Shane revved the engine, and we were away.
The wind rushed past, the cold whittling through my coat, but I couldn’t get my mind off how close we were, how well his body moved with the bike, like it was part of him.
* * *
Shane propped the bike up outside the restaurant. I stretched my legs and popped the visor. It was so cold, my eyes were drying out when the wind blew. But my head was bloody toasty.
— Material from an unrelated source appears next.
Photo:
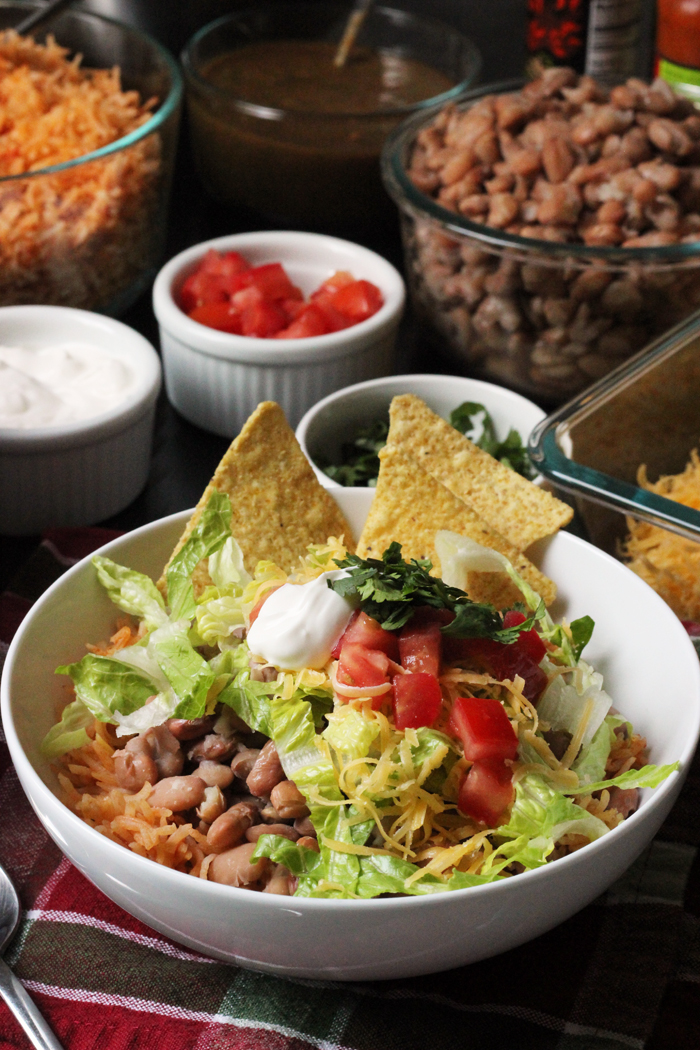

Inside, the wall of heat I was used to from the school hit me. In seconds, I was sweating. This country knew how to heat a building right. I stripped off the helmet and my outerwear and hung them on a long rail by the door. Not many coats were there, so we should get the privacy Shane wanted.
‘This way,’ he said, pointing down the hall.
I kicked the remaining snow off my boots, into the doormat, and followed.
The main restaurant area was small but beautifully done. The ceiling had exposed wooden beams, and the walls were hung with scattered black-and-white photographs. I recognised the school with a different garden layout, WMCF HQ, and the town centre. They must be decades old.